Parliament of New South Wales
- Long title An Act about reforming the law relating to terminations of pregnancies and regulating the conduct of health practitioners in relation to terminations. ;
- Citation: Act No. 11 of 2019
- Territorial extent: New South Wales
- Considered by: Legislative Assembly
- Considered by: Legislative Council
- Assented to by: Governor Margaret Beazley
- Assented to: 2 October 2019
- Commenced: 2 October 2019
- Administered by: Minister for Health

Legislative history
- Bill title: Reproductive Health Care Reform Bill
- Introduced by: Alex Greenwich
- First reading: 1 August 2019
- Second reading: 8 August 2019
- Voting summary: 56 voted for; 33 voted against; 4 absent;
- Consideration in Detail: 8 August 2019
- Third reading: 8 August 2019
- Voting summary: 59 voted for; 31 voted against; 3 absent;
- Passed: 8 August 2019
- Bill title: Reproductive Health Care Reform Bill
- Member(s) in charge: Penny Sharpe
- First reading: 20 August 2019
- Second reading: 21 August 2019
- Voting summary: 26 voted for; 15 voted against; 1 absent;
- Committee of the Whole: 17 September 2019–25 September 2019
- Third reading: 25 September 2019
- Voting summary: 26 voted for; 14 voted against; 2 absent;
- Passed with amendments: 25 September 2019
- amendments considered by the: 26 September 2019
- Finally passed both chambers: 26 September 2019

Amends
- Section 82 of the Crimes Act 1900

Repeals
- Sections 83 and 84 of the Crimes Act 1900

Amended by
- Section 30C of the Interpretation Act 1987

Related legislation
- Crimes Act 1900

Keywords
- Abortion, Termination, Pregnancy

= Abortion Law Reform Act 2019 =

Australian state law

The Abortion Law Reform Act 2019, introduced as the Reproductive Health Care Reform Bill 2019 in the New South Wales Legislative Assembly, is an Act of the Parliament of New South Wales which removed abortion from the Crimes Act 1900, allows abortions for up to 22 weeks, and permits an abortion after 22 weeks if two medical doctors agree. The Act received royal assent on 2 October 2019, and commenced with immediate effect. With the commencement of the Act, New South Wales became the last state or territory in Australia to decriminalise abortion.

==History==
===Legislative passage===
The Abortion Law Reform Act 2019 was first introduced as the Reproductive Health Care Reform Bill into the New South Wales Parliament's lower house, the New South Wales Legislative Assembly, by independent Member of Parliament (MP) Alex Greenwich on 1 August 2019. The Private member's bill had fifteen sponsors, including New South Wales Health and Medical Research Minister Brad Hazzard. MPs were granted a conscience vote on the Bill. The Bill passed its third reading with amendments on 8 August 2019, with 59 in favour and 31 against. The bill attracted heated demonstrations and counter-demonstrations by both pro-choice and pro-life groups.
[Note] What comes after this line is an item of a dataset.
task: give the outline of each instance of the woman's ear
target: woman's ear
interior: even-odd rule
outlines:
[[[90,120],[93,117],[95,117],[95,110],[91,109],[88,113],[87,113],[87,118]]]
The Reproductive Health Care Reform Bill was then introduced to the Parliament's upper house, the New South Wales Legislative Council, by the NSW Labor upper house leader Penny Sharpe on 20 August 2019. The Bill passed its third reading with amendments on 25 September 2019. The amended bill was then returned to the Legislative Assembly as the Abortion Law Reform Bill on 26 September 2019. The Legislative Assembly accepted the amendments on the same day. These amendments included requiring a medical practitioner to provide medical care and treatment to a child born as a result of termination and banning sex-selection abortions. The Bill was granted royal assent on 2 October 2019, and became law.

==The Act==
It allows a medical practitioner to perform an abortion on a person who is not more than 22 weeks pregnant and can give informed consent. If the person lacks the capacity to give informed consent to the termination, the medical professional can obtain permission from a person lawfully authorised to give consent on the person's behalf. Abortions after the 22 weeks gestation period can be performed if the specialist medical practitioner has consulted with another specialist medical practitioner. Medical practitioners are also required to assess whether the patient will need counselling.

The Act also requires conscientious objecting medical practitioners to inform the patient about their conscientious objection, and to provide them with information about accessing other medical practitioners and transferring the patient to another practitioner or health service willing to conduct the termination. The Act also requires medical practitioners to provide appropriate medical care and treatment to a person born as a result of a termination.

The Act repeals Sections 83 and 84, and amends Section 82 of the Crimes Act 1900. It creates a new offence for an unqualified person to carry out or to assist in a termination; punishable by seven years imprisonment. The Act also makes it an offence to intimidate someone into having an abortion performed, including for the purpose of sex selection.

==Amendment==
In 2025, an amendment to the Act made its way through parliament that seeks to expand access to abortion services provided through the public health system.